Após reportagens sobre as joias, uma operação foi estruturada para recuperar os itens e devolvê-los ao patrimônio da União, conforme decisão do Tribunal de Contas da União (TCU). Parte das joias foi resgatada de lojas nos Estados Unidos e trazida de volta ao Brasil.

“Conforme já descrito, em termo de depoimento, Mauro Cid confirmou que vendeu e posteriormente recomprou as joias do ‘kit ouro branco’, em uma loja no centro comercial Seybold Jewelry Building, pelo montante de US$ 35 mil”, escreveu a PF.

Enriquecimento ilícito

A PF estimou o valor total das joias em R$ 6,8 milhões. O relatório sugere que a venda dos bens visava o enriquecimento ilícito do ex-presidente.

“No sentido de valorar os bens que foram objeto dos atos de desvio (e tentativa de desvio) perpetrados pela associação criminosa com a finalidade de enriquecimento ilícito do ex-presidente Jair Bolsonaro, as joias foram submetidas a procedimento pericial, com o objetivo, dentre outros, de aferir o valor mercadológico dos bens”, explicou a PF.

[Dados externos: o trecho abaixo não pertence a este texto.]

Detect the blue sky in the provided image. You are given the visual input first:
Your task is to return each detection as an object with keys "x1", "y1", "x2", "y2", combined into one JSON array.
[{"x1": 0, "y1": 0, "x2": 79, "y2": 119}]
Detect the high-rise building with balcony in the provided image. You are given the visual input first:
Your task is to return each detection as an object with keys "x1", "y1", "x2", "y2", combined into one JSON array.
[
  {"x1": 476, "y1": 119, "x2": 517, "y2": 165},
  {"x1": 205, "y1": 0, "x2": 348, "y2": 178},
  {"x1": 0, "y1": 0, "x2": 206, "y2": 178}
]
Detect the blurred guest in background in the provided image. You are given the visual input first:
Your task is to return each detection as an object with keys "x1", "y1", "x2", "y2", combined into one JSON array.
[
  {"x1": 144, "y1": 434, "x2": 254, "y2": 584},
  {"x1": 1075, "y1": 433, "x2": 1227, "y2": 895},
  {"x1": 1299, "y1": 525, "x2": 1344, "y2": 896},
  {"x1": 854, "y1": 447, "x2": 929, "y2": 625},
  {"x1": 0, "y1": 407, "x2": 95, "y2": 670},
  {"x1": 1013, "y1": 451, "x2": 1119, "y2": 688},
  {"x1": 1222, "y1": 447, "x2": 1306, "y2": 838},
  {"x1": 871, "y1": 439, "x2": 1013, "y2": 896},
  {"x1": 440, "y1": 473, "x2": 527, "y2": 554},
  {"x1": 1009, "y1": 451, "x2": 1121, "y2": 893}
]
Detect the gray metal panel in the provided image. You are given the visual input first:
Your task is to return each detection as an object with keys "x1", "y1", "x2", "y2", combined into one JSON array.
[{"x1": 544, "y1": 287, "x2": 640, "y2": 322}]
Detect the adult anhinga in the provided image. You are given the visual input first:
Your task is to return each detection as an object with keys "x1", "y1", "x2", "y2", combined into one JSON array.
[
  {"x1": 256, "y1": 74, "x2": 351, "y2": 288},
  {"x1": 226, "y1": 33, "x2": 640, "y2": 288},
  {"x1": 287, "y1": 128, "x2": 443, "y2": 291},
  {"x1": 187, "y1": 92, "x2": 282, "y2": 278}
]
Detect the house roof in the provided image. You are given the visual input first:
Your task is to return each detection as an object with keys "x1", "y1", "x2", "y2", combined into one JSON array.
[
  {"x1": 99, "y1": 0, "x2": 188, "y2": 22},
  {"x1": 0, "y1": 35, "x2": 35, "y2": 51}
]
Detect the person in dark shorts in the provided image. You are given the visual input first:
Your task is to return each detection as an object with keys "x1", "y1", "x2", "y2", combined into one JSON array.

As investigações apontam que Bolsonaro não movimentou suas contas bancárias enquanto esteve nos Estados Unidos, indicando que seus gastos foram financiados por outras fontes. Um dos indícios é o repasse de US$ 25 mil em espécie ao ex-presidente, feito pelo general Mauro Lourena Cid, pai de Mauro Cid.

“Os elementos de prova colhidos demonstraram que Mauro Cesar Lourena Cid recebeu, em nome e em benefício de Jair Messias Bolsonaro, pelo menos US$ 25 mil, que teriam sido repassados em espécie para o ex-presidente, visando, de forma deliberada, não passar pelos mecanismos de controle e pelo sistema financeiro formal”, afirmou a PF.

A PF relaciona o desvio de joias a outros inquéritos que investigam a produção de fake news e o uso indevido de recursos do Estado. As investigações evidenciam uma conexão com práticas criminosas por milícias digitais atentatórias ao Estado Democrático de Direito.

“Concluindo pela existência de fortes indícios de desvio de bens de alto valor patrimonial entregues por autoridades estrangeiras ao Presidente da República ou agentes públicos a seu serviço, e posterior ocultação da origem, localização e propriedade dos valores provenientes, com identidade de agentes já investigados por outros fatos nesta SUPREMA CORTE, o que evidencia a conexão probatória com diversos inquéritos que tramitam no âmbito do SUPREMO TRIBUNAL FEDERAL, que investigam condutas atentatórias à própria CORTE, tal como o lnq. 4.781/DF, das Fake News e, especialmente, a prática de diversas infrações criminais por milícias digitais atentatórias ao Estado Democrático de Direito, investigada no Inq 4.874/DF”, escreveu a PF.

O que diz a defesa

Fábio Wajngarten, porta-voz de Bolsonaro, classificou o relatório da PF como “uma obra de ficção de quinta categoria”, alegando perseguição política.

Já os advogados de defesa do ex-presidente soltaram uma nota informando que os presentes ofertados a um Presidente da República obedecem a um rígido protocolo do Gabinete Adjunto de Documentação Histórica (GADH), composto por servidores de carreira, que é responsável por analisar se o bem será destinado ao acervo público ou acervo privado da presidência. A nota também critica a investigação e o Supremo Tribunal Federal, que estariam “perseguindo” o ex-presidente, mesmo que outros governantes tivessem passado por “situações idênticas”.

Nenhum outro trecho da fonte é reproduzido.